Coming 10 days after a protest
against dog and cat eating embarrassed South
Korean president Kim Dae-jung on a visit to
meet Australian leaders in Sydney, the
Ministry of Agriculture and Forestry position
reprised the South Korean response to threats
of boycott issued by the International Fund for
Animal Welfare and other groups before the
1988 summer Olympic Games, held in Seoul.

Six times in the preceding 10 years,
South Korean officials pledged to ban dog-eating,
and sometimes pledged to ban cat-eating
too. Each time, however, the pledge went no
farther than moving dog-and-cat meat sales
away from tourist venues. Despite a loose prohibition
on selling “unsightly” food, consumption
of both dogs and cats reportedly increased.
Ministry of Agriculture and Forestry
poundage data indicates that South Koreans
now eat as many as three million dogs per
year. A recent newspaper call-in poll reportedly
found that dog meat is the fifth most popular
form of flesh consumed by South Koreans,
albeit much less popular than fish, poultry,
pork, and beef. About 80% of respondents
apparently favored a proposal by opposition
legislator Kim Hong Sin to add dogs to the list
of livestock recognized for legal commercial
slaughter, but just 27.5%, believed to be
mostly middle-aged and older men, admitted
that they often eat dog meat.
Young respondents and women––
not proportionately represented––were said to
mostly oppose dog-eating.
Of the 45 million South Koreans,
about half are under age 25. The newspaper
poll data is therefore at best a shaky indicator
of public opinion. A probably still more representative
1993 IFAW-funded survey found
that 90% of Koreans agreed that animals have
feelings and emotions; 59% favored effective
humane laws; and 86% considered the usual
method of killing dogs for meat to be cruel.
Korean dog and cat killing for meat
is brutal even by Third World slaughter standards.
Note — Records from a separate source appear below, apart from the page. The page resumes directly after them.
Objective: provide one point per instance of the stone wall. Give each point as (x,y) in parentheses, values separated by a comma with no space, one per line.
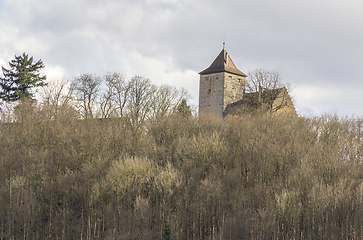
(234,88)
(211,93)
(218,90)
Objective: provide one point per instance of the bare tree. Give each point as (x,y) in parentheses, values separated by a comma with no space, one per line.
(266,79)
(57,100)
(140,99)
(166,100)
(117,94)
(86,88)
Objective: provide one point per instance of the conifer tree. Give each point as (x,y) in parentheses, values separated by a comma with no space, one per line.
(18,81)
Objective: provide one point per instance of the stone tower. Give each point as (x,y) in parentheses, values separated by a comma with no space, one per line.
(220,84)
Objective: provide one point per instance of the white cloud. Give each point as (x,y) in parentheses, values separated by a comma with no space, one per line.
(315,45)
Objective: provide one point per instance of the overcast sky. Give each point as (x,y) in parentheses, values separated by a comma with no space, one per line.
(315,45)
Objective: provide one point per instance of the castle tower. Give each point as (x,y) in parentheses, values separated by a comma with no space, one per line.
(220,84)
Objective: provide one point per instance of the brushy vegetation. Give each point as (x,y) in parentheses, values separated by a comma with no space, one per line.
(179,177)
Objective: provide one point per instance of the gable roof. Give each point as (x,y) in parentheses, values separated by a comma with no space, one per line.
(223,63)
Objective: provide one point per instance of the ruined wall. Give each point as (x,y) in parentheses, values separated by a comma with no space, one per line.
(211,87)
(234,88)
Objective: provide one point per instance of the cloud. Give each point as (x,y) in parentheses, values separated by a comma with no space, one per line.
(314,45)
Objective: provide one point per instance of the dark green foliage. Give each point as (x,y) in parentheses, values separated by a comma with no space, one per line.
(19,81)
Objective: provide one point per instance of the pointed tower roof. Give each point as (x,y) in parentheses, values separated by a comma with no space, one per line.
(223,63)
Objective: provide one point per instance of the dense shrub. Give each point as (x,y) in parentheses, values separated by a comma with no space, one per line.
(248,177)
Dogs tend to be beaten for up to an
hour, killed by slow hanging, and dehaired by
blowtorch while still alive. The object is to
saturate their remains with adrenalin, which is
believed to impart “manly” qualities to the
consumers. Cats are often boiled alive, supposedly
improving the value of their liquified
remains as a tonic for elderly women.
Global awareness of the Korean
practices has soared in 1999 through the
Internet efforts of the Korean Animal
Protection Society, International Aid to
Korean Animals, Korea Animals Hope, and
Anti-Dogmeat Movement Headquarters. Each
project is led and chiefly funded by Koreans.
IFAW weighed in with a September
mailing citing a May 1999 Associated Press
expose of dog-eating in Seoul.
Comedian Jay Leno, hosting the
Tonight Show, drew further attention to dogeating
with an early October routine which
may have offended anti-dog-eating activists
more than it irritated the Korean government.
Dog-eating elsewhere in Asia is
chiefly associated with ethnic Chinese
enclaves––and remains common in China,
too, as IFAW Beijing representative Grace
Gabriel reminded the world via fax and e-mail
in mid-September after the People’s Daily
reported on a Ministry of Agriculture scheme
to obtain and breed St. Bernards for human
consumption. (See page 5.)
Other recent news about dogs in
China, approaching the 50th anniversary of
the Communist takeover of government, was
mostly just as dismal. “Animal control commissars,
fearing rabies, beat dogs to death on
the spot if their owners failed to produce proper
papers,” the October 11 edition of
Newsweek reported.
But, at request of French actressturned-activist
Brigitte Bardot, Chinese president
Jiang Zemin in August banned feeding
live calves to African lions as an attraction at
the Beijing Badaling Wild Animal World.
Whether the ban will be obeyed will
require follow-up monitoring to determine.
The Animal Protection Institute exposed
essentially the same practice at a different
Chinese zoo in 1996. The management
claimed to have stopped it after being contacted
by expose author Keith Lyons, but that the
promise was kept has not been confirmed.
Meanwhile, Bardot said, Jiang
Zemin’s responsiveness gave her “huge comfort.”
She then asked him to act equally firmly
on behalf of bears kept caged at bile farms
with tubes in their stomachs, wildlife killed
for body parts, and dogs who are eaten.